To solve this problem, we need to determine the area of the triangle formed by the directrix of one parabola, the latus rectum of another parabola, and the line on which the intersection points of the parabolas lie.

Firstly, consider the given parabolas:

1. The equation for the first parabola is \( y^2 = 5x \). This is a standard form of a parabola that opens to the right.

2. The equation for the second parabola is \( x^2 = 5y \). This is a standard form of a parabola that opens upwards.

Next, we find the points of intersection of the two parabolas. Using

\( x = \frac{y^2}{5} \), \quad \( y = \frac{x^2}{5} \)

Substitute into the equation for \( y \):

\( y = \frac{(y^2/5)^2}{5} = \frac{y^4}{125} \)

This gives \( 125y = y^4 \Rightarrow y(y^3 - 125) = 0 \).

So, \( y = 0 \) or \( y = 5 \).

Using \( x = \frac{y^2}{5} \), we get intersection points: \( (0,0) \) and \( (5,5) \).

The directrix of the parabola \( y^2 = 5x \) is \( x = -\frac{5}{4} \).

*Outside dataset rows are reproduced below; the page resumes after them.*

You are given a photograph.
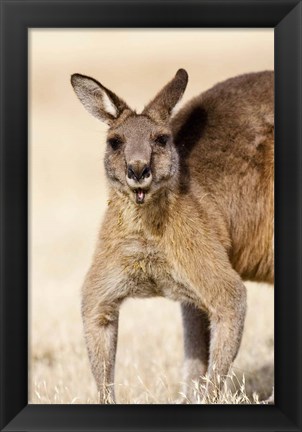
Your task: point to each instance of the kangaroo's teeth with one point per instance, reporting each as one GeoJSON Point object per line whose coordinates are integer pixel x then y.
{"type": "Point", "coordinates": [140, 196]}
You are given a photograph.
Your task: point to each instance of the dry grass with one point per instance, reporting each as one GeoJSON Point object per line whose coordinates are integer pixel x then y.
{"type": "Point", "coordinates": [68, 197]}
{"type": "Point", "coordinates": [149, 354]}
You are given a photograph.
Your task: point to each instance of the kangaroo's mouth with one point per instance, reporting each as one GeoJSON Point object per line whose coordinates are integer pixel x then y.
{"type": "Point", "coordinates": [139, 195]}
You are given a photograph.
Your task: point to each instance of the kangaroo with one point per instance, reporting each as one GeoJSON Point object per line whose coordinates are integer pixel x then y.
{"type": "Point", "coordinates": [190, 216]}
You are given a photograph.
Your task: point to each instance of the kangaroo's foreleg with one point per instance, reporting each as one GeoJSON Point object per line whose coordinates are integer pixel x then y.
{"type": "Point", "coordinates": [102, 296]}
{"type": "Point", "coordinates": [227, 322]}
{"type": "Point", "coordinates": [196, 327]}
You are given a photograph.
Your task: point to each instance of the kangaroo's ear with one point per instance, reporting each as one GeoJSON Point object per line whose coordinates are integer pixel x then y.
{"type": "Point", "coordinates": [97, 99]}
{"type": "Point", "coordinates": [161, 106]}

The latus rectum of the parabola \( x^2 = 5y \) is \( y = \frac{5}{4} \).

The line through the points \( (0,0) \) and \( (5,5) \) is \( y = x \).

Now find the area of the triangle formed by \( x = -\frac{5}{4} \), \( y = \frac{5}{4} \), and \( y = x \).

The vertices are \( \left(-\frac{5}{4}, -\frac{5}{4}\right) \), \( \left(-\frac{5}{4}, \frac{5}{4}\right) \), and \( \left(\frac{5}{4}, \frac{5}{4}\right) \).

Area:

\[ A = \frac{1}{2} \left| x_1(y_2-y_3) + x_2(y_3-y_1) + x_3(y_1-y_2) \right| \]

\[ A = \frac{1}{2} \left| -\frac{5}{4}\left(\frac{5}{4} - \frac{5}{4}\right) + \left(-\frac{5}{4}\right)\left(\frac{5}{4} + \frac{5}{4}\right) + \frac{5}{4}\left(-\frac{5}{4} - \frac{5}{4}\right) \right| \]

\[ A = \frac{1}{2} \cdot \frac{25}{4} = \frac{25}{8} \]

Thus, the correct answer is \( \frac{25}{8} \).